As the Wired guide suggests, you’ll be buying dirt every season. The economics
of apartment gardening lean heavily towards that of a money-sinking hobby,
versus a money-saving task.
In more prosaic news, yesterday
I checked
the PO box, and there was mail! It’s taken more than two weeks, but
Houston mail is making its way to Madison. Mail is also starting to
arrive in the sublet mail box. Mostly fliers, but some
sublet-specific stuff.
In
other relocation news, I’ve
visited several neighborhoods, and compared them to the neighborhood
where the sublet is. While
some neighborhoods have more people outside, walking their dogs,
etc., they’re further from the office than the sublet is. Some
neighborhoods have no highway or airplane noise whatsoever, but
they’re much, much further from the office. Some neighborhoods have
high-quality housing, but the neighborhood itself is monolithic and
dull. One
gets the feeling that it may be a ghetto in about ten or 20 years.
Some neighborhoods have a
decent-sized grocery store (something bigger than an Aldi) within
five minutes' walking distance. But, you clearly hear the major road that is
adjacent to the grocery store.
Overall,
no neighborhood stands out as
being really better in more than one way than the
one I’m currently living.
The sublet is close to work, and
in a reasonably active, but quiet neighborhood.

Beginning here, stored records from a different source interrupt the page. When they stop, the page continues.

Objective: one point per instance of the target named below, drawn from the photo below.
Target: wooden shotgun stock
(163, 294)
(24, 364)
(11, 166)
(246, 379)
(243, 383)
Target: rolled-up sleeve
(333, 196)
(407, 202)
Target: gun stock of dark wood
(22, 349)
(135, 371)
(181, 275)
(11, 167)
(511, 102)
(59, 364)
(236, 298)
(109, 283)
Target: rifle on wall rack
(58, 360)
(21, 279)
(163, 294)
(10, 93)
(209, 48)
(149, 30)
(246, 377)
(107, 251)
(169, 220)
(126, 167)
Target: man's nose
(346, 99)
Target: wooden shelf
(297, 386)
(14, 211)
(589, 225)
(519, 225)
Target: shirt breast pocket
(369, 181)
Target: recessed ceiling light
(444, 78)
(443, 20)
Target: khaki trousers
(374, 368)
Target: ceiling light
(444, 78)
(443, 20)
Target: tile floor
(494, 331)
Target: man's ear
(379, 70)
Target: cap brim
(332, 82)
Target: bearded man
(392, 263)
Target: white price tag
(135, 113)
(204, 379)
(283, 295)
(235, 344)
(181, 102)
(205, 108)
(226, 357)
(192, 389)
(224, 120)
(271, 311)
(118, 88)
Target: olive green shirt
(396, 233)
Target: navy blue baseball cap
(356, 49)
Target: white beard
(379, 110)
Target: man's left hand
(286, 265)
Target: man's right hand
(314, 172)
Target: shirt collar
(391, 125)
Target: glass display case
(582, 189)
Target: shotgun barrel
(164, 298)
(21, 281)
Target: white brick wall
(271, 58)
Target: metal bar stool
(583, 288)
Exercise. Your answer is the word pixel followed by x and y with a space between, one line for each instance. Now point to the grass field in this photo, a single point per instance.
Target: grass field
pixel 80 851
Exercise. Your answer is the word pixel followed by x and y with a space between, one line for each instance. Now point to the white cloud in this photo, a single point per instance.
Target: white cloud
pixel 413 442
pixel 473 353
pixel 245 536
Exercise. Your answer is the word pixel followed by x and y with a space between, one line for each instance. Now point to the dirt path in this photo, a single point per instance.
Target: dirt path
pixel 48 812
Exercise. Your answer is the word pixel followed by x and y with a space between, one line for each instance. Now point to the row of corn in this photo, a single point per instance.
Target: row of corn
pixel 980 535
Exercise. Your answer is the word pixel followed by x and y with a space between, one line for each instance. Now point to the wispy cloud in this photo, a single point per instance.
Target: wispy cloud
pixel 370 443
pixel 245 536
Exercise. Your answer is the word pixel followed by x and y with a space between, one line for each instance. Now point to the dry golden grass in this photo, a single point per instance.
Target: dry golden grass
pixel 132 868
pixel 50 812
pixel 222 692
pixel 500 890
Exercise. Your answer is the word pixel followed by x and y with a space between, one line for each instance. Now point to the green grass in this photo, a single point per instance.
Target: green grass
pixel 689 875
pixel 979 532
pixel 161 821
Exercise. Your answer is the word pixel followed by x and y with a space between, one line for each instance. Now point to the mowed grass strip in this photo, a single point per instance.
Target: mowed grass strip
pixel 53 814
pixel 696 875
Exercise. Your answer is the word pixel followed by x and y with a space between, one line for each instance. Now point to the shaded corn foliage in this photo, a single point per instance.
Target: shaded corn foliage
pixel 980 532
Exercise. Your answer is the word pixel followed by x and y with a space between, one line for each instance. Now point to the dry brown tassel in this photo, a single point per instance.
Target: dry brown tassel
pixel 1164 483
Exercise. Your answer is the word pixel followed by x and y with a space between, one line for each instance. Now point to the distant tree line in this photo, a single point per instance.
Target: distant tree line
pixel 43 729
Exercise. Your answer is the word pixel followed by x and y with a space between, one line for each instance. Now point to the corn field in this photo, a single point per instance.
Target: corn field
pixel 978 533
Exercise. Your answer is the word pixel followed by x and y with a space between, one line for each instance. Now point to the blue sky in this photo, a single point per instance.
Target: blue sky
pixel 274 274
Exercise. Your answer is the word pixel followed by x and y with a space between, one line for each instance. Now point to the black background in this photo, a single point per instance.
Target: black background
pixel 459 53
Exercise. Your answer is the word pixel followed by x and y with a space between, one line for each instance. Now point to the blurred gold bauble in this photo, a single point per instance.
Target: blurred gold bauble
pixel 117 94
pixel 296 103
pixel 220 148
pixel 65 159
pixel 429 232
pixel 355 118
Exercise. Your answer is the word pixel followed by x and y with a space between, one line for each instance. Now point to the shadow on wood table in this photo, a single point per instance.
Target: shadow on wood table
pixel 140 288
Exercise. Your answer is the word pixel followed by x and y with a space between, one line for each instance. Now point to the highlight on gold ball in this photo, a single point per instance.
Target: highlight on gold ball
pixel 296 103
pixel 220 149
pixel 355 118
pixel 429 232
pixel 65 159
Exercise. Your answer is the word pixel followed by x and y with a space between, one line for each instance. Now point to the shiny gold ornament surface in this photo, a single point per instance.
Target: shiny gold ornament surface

The build quality of the sublet is pretty good as far as apartments
go. There are worse houses out there. But, the neighborhood is kind
of pricey, and far from major grocery stores.
Right
now, I’m unwilling to pay more than the mortgage payment
equivalent-of-rent to live further away from the office. Only one
neighborhood seems worth it, and it is the one within five minutes of a
grocery store. It also has some the cheapest real estate in the area.
I have yet to see the inside of house that is for sale there,
so build quality is not yet fully known.
In
other words, I may just stay in the sublet. Yeah, that
means missing out on not
owning real estate in Madison. But, I already own real estate in
Houston. That house is being
rented out. Selling the house
there, to buy a house up here, is not an obvious good decision. At
least, on a five-year planning scale.
In
community events news, I’ve gone to a total of three library
events: the John Scalzi reading, a performance by Forward Theater,
and a discussion lead by Dan Egan on his new book. Forward
Theater was salaciously funny. Egan’s talk gave some ideas that
could be useful for my ecology hobby. However, it has become clear
that I should go to community events that take place somewhere other
than a library. This is not to avoid burn-out, but to avoid becoming accidentally complacent or dependent on library events.
But, the Middleton Library has indoor agriculture (sort-of), too!